Nello stesso tempo la sua permanenza a Palazzo Chigi non può essere collegata al calendario del Pd e del M5s. In questo caso l’agenda e il mandato sono fissati dal Pnrr. Tutto quello che Draghi pensa è stato pronunciato in pubblico: “C’è molto da fare”. La maggioranza che vuole bene a Draghi è preoccupata. Dice: “Rischiamo di perdere un gigante e tornare ad avere dei nani”. Dopo il risultato delle amministrative c’è chi gli vuole scegliere i corazzieri, i quadri da appendere, stabilire i suoi viaggi da emerito. Pensare di eleggere Draghi e ripetere “così andiamo a elezioni” non fa torto a Draghi. Racconta solo una certa irresponsabilità e anche una certa dimenticanza dei partiti che adesso si dicono perfino irritati. Lamentano, come nel caso del Documento programmatico di Bilancio, di aver ricevuto il testo in ritardo e solo a ridosso del Cdm. Fanno finta di non ricordare che sono stati loro a tenere aperta la trattativa. Chi ha visto il documento sa che si sta parlando di una tabella. Sarebbe quindi questo il documento segretissimo che non sarebbe stato inoltrato ai ministri con anticipo?
Chi è angosciato di perderlo come premier e di non averlo come presidente spiega che la sua elezione al Quirinale è davvero l’unico modo per mettere in sicurezza l’Italia ma si ottiene solo “dopo aver messo in sicurezza Draghi”. Se davvero si vuole scegliere come il successore di Mattarella serve un’elezione condivisa, una “democratica incoronazione del Parlamento”. E servirebbe la figura del “regista”, ruolo che nella scorsa elezione è stato svolto da Matteo Renzi ma che al momento nessuno sembra capace di ricoprire.

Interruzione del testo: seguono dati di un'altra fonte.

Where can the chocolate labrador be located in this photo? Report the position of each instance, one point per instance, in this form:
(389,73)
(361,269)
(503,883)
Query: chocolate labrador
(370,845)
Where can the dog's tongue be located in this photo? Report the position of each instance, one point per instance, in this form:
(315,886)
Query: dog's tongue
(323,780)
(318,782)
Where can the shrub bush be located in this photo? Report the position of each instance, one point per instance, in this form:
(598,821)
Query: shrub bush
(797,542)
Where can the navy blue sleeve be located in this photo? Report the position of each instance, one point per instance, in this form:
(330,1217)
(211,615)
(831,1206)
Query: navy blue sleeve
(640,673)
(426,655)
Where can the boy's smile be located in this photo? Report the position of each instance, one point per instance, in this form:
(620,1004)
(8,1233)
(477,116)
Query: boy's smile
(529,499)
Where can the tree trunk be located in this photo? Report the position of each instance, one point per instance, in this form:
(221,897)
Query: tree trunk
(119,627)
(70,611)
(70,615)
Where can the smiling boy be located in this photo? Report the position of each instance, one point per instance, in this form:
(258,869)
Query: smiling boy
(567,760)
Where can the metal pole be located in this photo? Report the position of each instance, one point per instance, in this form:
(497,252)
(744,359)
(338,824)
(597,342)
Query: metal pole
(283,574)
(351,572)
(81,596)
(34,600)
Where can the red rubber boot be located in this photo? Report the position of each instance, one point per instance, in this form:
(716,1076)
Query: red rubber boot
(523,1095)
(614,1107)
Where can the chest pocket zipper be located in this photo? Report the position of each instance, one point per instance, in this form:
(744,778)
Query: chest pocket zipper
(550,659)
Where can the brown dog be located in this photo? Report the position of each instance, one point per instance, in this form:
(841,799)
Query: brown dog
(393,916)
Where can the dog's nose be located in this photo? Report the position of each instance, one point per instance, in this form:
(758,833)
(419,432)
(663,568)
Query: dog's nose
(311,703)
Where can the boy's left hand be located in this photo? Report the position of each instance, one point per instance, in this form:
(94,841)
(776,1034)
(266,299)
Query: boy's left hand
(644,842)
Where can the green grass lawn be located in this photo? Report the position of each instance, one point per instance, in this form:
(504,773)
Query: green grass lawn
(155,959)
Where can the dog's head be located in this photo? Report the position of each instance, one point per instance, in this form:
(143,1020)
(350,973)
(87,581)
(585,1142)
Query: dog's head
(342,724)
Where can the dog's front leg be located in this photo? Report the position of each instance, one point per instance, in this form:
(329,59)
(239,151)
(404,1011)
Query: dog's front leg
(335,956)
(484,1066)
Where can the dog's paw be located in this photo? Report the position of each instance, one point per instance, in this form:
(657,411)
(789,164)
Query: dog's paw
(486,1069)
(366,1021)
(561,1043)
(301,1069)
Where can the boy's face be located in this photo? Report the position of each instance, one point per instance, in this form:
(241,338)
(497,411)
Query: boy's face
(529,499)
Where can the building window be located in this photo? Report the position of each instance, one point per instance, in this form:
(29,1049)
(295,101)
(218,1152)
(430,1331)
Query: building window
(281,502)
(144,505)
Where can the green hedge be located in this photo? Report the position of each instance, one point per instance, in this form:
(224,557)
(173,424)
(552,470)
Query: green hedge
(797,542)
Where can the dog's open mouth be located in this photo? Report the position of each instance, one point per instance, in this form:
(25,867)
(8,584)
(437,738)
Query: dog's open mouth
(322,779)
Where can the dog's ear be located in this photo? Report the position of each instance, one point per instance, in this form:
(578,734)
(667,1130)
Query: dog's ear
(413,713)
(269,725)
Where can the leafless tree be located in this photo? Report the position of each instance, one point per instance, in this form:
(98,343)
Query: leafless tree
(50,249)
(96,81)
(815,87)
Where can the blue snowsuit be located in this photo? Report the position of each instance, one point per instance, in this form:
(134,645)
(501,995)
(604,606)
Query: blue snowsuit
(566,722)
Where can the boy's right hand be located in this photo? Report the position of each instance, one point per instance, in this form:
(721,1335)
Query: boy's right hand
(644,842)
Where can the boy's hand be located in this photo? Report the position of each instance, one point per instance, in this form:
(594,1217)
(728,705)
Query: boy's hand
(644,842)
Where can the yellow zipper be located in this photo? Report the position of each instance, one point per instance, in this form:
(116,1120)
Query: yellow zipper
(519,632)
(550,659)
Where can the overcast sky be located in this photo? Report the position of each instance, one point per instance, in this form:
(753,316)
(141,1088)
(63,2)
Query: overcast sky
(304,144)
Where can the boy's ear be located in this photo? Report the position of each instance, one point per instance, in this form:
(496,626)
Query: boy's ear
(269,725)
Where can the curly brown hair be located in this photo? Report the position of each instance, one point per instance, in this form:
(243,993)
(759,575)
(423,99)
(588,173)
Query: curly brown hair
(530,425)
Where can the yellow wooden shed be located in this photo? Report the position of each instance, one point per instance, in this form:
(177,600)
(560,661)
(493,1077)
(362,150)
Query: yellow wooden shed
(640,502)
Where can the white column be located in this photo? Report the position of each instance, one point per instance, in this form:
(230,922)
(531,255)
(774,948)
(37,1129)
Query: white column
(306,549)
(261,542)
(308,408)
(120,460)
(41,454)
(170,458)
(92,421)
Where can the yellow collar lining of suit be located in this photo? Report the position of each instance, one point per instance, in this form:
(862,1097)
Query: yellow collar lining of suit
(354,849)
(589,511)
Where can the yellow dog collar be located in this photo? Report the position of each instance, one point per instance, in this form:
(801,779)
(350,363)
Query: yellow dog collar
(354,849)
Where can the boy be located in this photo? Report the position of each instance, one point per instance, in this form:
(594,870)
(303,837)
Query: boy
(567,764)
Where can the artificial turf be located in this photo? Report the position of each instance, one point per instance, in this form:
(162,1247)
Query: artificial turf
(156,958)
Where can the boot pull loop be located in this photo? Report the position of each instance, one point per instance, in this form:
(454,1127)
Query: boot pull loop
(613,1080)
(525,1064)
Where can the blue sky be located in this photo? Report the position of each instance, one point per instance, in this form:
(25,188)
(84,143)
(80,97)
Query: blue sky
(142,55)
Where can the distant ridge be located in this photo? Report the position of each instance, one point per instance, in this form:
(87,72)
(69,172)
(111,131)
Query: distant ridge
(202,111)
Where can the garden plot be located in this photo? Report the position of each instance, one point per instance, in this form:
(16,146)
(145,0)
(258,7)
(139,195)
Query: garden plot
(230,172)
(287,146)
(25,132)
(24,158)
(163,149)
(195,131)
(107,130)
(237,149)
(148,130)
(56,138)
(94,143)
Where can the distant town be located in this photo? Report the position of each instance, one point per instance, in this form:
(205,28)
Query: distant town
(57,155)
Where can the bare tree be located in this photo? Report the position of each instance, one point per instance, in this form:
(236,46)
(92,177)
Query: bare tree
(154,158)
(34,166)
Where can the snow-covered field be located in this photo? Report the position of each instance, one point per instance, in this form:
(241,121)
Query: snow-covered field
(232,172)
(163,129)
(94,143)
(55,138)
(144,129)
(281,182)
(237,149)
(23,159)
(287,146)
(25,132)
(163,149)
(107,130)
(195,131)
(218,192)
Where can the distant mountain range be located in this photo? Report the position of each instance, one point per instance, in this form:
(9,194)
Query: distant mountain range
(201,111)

Serve ancora un sostituto di Draghi, un uomo o una donna di competenza e rigore assoluto. Sono i grandi italiani come funzione, gli italiani che corrispondono, dice ancora la maggioranza che vuole salvaguardare questo tempo, “ai Sabino Cassese”. Se si vuole lasciare governare Draghi non si può mettere in discussione l’arco delle forze che lo sostengono. In un governo che diventa di “una parte”, verrebbe a mancare lo spirito del governo sopra le parti. C’è in pratica una specie di mercimonio del “brand Draghi” che viene fatto dai partiti. Cercano di vendere un capo di successo chiamato a riparare il loro insuccesso.